Combattre pour le sentier d’Allah (Jihaad)
كتاب الجهاد والسير
Chapitre 156: Ne souhaite pas rencontrer l’ennemi
لاَ تَمَنَّوْا لِقَاءَ الْعَدُوِّ
Le Prophète (صلى الله عليه وسلم) a dit : « Ne voulez pas rencontrer l’ennemi, mais quand vous rencontrez l’ennemi, soyez patients. »
Chapitre 157: La guerre est tromperie
الْحَرْبُ خَدْعَةٌ
Le Prophète (no) a dit: "Khosrau sera ruiné, et il n'y aura pas de Khosrau après lui, et César sera sûrement ruiné et il n'y aura pas de César après lui, et vous dépenserez leurs trésors dans la Cause d'Allah."Il a appelé, " La guerre est tromperie".
Le Prophète (que la paix et la bénédiction d'Allah soient sur lui) a dit : « Kisra a péri, puis il n'y aura plus de Kisra après lui. Et César périra certainement, puis il n'y aura plus de César après lui. Et leurs trésors seront certainement dépensés dans le sentier d'Allah. » Et il a qualifié la guerre de ruse.
Le Prophète (ﷺ) a dit : « Kisra a péri, et après lui il n’y aura plus de Kisra. Quant à César, il périra certainement, et après lui il n’y aura plus de César. Et leurs trésors seront certainement partagés dans le sentier d’Allah. »
Et il a appelé la guerre une ruse.
Chapitre 158: Le mensonge à la guerre
الْكَذِبِ فِي الْحَرْبِ
D'après Jabir ibn Abd Allah (qu'Allah les agrée), le Prophète (que la prière d'Allah et Son salut soient sur lui) a dit : « Qui veut se charger de (tuer) Ka'b ibn al-Ashraf ? Il a vraiment offensé Allah et Son Messager. » Muhammad ibn Maslama dit : « Ô Messager d'Allah, veux-tu que je le tue ? » Il répondit : « Oui. » Il se rendit donc auprès de lui et dit : « Cet homme (c'est-à-dire le Prophète) nous a imposé des charges et nous a demandé l'aumône. » Ka'b répondit : « Par Allah, vous allez vous lasser de lui. » Muhammad lui dit : « Nous l'avons suivi, et nous ne voulons pas le laisser avant de voir où aboutira son affaire. » Il ne cessa de lui parler jusqu'à ce qu'il trouve l'occasion de le tuer.
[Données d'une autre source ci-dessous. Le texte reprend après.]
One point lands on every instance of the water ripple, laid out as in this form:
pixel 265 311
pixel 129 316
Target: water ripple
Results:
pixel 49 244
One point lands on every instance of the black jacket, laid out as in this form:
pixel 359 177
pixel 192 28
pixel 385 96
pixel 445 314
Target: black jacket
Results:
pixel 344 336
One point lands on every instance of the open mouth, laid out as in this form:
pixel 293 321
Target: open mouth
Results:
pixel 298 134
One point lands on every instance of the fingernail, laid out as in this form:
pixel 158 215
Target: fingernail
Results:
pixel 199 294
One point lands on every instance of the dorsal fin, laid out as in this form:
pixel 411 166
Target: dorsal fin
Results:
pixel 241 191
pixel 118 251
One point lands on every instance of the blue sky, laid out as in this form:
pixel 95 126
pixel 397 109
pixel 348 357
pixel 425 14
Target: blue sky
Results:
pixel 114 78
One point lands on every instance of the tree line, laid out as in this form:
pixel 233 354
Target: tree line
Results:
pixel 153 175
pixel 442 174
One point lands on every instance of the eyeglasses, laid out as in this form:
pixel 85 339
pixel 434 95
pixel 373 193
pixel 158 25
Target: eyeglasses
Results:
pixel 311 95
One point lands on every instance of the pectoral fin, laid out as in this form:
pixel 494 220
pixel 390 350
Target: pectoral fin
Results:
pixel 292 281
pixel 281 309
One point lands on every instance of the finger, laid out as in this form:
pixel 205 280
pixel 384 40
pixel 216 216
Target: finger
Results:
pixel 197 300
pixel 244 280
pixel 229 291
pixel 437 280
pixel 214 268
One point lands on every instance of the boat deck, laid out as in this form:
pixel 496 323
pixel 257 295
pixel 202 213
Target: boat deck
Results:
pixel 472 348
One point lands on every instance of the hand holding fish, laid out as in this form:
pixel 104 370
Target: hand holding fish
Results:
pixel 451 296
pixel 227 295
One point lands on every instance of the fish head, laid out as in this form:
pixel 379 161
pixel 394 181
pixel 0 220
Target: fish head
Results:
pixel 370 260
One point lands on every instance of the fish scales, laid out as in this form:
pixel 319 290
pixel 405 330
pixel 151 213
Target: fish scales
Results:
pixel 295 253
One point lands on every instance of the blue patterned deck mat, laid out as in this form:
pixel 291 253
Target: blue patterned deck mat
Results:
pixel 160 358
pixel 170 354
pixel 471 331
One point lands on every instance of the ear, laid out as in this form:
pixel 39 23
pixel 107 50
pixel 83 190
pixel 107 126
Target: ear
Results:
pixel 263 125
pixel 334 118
Chapitre 159: Tuer secrètement des guerriers non musulmans
الْفَتْكِ بِأَهْلِ الْحَرْبِ
Le Prophète (صلى الله عليه وسلم) a dit : « Qui est prêt à tuer Ka’b bin Ashraf (c’est-à-dire un Juif). » Muhammad bin Maslama répondit : « Aimez-vous que je le tue ? » Le Prophète (صلى الله عليه وسلم) a répondu par l’affirmative. Muhammad bin Maslama a dit : « Alors, permets-moi de dire ce que je veux. » Le Prophète (صلى الله عليه وسلم) a répondu : « Je le fais (c’est-à-dire je te le permets).
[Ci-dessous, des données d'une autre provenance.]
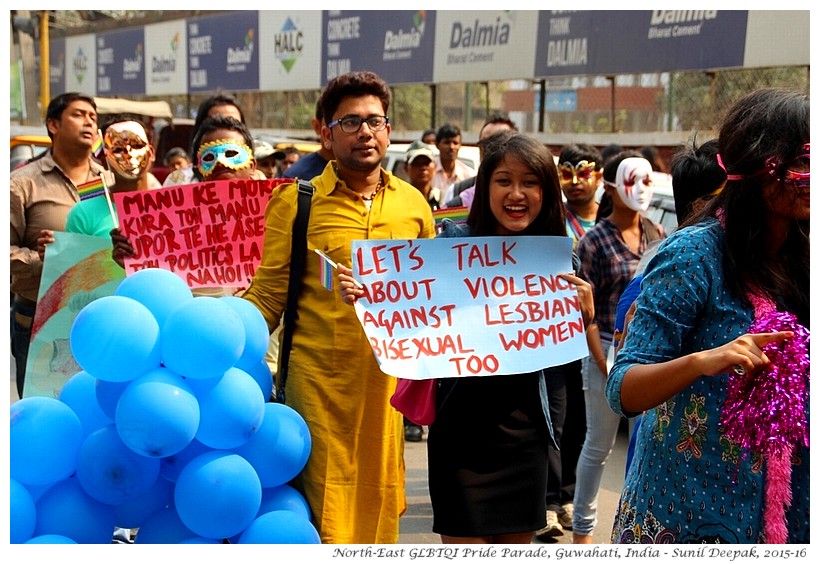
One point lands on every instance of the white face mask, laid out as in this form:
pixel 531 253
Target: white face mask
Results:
pixel 633 181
Chapitre 160: Quelles astuces et moyens de sécurité peuvent être adoptés
مَا يَجُوزُ مِنَ الاِحْتِيَالِ وَالْحَذَرِ مَعَ مَنْ يَخْشَى مَعَرَّتَهُ
Une fois, le Messager d’Allah (صلى الله عليه وسلم) accompagné d’Ubai bin Ka’b se mit en route pour Ibn Saiyyad. Il a été informé qu’Ibn Saiyyad se trouvait dans un jardin de palmiers dattiers. Lorsque le Messager d’Allah (صلى الله عليه وسلم) entra dans le jardin des palmiers-dattiers, il commença à se cacher derrière les troncs des palmiers tandis qu’Ibn Saiyyad était recouvert d’un drap de velours avec des murmures émanant de dessous. La mère d’Ibn Saiyyah a vu le Messager d’Allah (صلى الله عليه وسلم) et a dit : « Ô Saf ! C’est Mohammed. Alors Ibn Saiyyad se leva. Le Messager d’Allah (صلى الله عليه وسلم) a dit : « Si elle l’avait laissé (dans son état), la vérité aurait été claire. »
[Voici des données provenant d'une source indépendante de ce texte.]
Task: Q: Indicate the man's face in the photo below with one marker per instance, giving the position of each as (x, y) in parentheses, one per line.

Chapitre 161: La récitation de vers poétiques dans la guerre
الرَّجَزِ فِي الْحَرْبِ وَرَفْعِ الصَّوْتِ فِي حَفْرِ الْخَنْدَقِ
J'ai vu le Messager d'Allah (no) le jour (de la bataille) de la Tranchée portant de la terre jusqu'à ce que les poils de sa poitrine soient recouverts de poussière et qu'il soit poilu. Il récitait les versets suivants de 'Abdullah (bin Rawaha):" Ô Allah, sans Toi, Nous n'aurions pas été guidés, nous n'aurions pas fait la charité, ni prié. Alors, accorde - nous le calme, et quand nous rencontrons l'ennemi. Puis affermis nos pieds, car en effet, Mais s'ils voulaient nous mettre dans l'affliction, (c'est-à-dire vouloir se battre contre nous), nous ne le ferions pas (fuir mais leur résister)."Le Prophète (translate) avait l'habitude d'élever la voix en récitant ces versets. (Voir Hadith n ° 432, Vol. 5).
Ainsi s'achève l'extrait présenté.